Here is a very interesting, short video lecture by Danilo Venturi of the Italian fashion school Polimoda (https://www.businessoffashion.com/articles/education/polimoda-lecture-three-branding-the-subconscious?utm_source=Subscribers&utm_campaign=68d172373f-what-makes-a-great-fashion-ceo-anne-chapelle-reboo&utm_medium=email&utm_term=0_d2191372b3-68d172373f-417297929).
Contrary to H&M’s move to tribalism, niche, and fragmentation (see my previous post), Venturi argues that there are eight archetypes lodged in the unconscious to which fashion should appeal. Not only will this make for good business, Venturi argues, but it secures internationalism, unifying and consolidating peoples. A company might focus on the Warrior or Mother, for example, and find markets equally in Australia and Bolivia. The archetypes structuring the unconscious are global.
The theory surely owes much to psychoanalyst Carl Jung, and funnily enough finds an echo in the seven gods of Game of Thrones.
Jacques Lacan thinks this theory of the unconscious wrong. To decide between Lacan and Jung one would need to see how each derived their accounts from psycho-analytic experience and then assess in light of metaphysics which had more coherence. However, Lacan thinks the unconscious is not imagistic but linguistic, identities extraordinarily varied because structured through metonymy and metaphor. If you think of the millions of books there are you get a sense of how varied and individuated persons’ identities can be.
It would be extremely interesting to think through a Lacanian marketing strategy!
I also like Venturi’s idea of a psycho-geography (the writing in this piece is overly intellectual but certainly interesting: http://www.polimodamag.com/fashion-education-city/).

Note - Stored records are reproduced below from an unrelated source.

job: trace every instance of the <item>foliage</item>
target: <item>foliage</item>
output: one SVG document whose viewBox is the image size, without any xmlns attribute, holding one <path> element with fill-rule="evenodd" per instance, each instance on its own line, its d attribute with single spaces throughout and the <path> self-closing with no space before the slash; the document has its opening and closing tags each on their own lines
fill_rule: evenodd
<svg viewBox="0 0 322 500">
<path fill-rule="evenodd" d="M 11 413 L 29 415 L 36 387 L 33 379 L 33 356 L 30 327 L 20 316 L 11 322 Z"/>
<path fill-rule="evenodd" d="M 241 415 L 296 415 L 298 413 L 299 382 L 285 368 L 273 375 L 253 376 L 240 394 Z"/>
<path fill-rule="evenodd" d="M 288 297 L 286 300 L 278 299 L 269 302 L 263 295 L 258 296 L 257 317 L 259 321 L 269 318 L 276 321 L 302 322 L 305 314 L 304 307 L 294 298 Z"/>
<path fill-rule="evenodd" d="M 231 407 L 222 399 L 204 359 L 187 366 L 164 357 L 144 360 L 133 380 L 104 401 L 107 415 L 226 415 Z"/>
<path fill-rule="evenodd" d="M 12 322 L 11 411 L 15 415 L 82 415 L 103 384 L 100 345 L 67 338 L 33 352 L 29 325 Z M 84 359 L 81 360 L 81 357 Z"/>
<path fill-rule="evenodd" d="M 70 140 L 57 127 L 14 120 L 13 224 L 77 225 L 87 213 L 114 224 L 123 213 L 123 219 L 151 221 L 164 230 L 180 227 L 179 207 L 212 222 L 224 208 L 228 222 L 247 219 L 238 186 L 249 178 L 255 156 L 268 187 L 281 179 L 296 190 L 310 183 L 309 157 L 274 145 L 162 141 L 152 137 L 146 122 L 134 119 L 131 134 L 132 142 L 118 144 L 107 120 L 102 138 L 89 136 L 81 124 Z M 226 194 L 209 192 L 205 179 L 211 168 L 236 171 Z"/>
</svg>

Here is his archetype map: http://fashionaccelerator.dk/file/127681/arketype.pdf
The map is pretty cool but the idea is that your products embed deep in the customers’ psyches because you are actually teasing out their deepest identities. The business strategy depends on the unconscious truly being populated by archetypes. It is far from clear this is true and would require substantial argument to show it is correct. At a minimum this would require putting Jung and Lacan into debate. Venturi might have done this: I will try to get his book and perhaps will revisit his interesting ideas.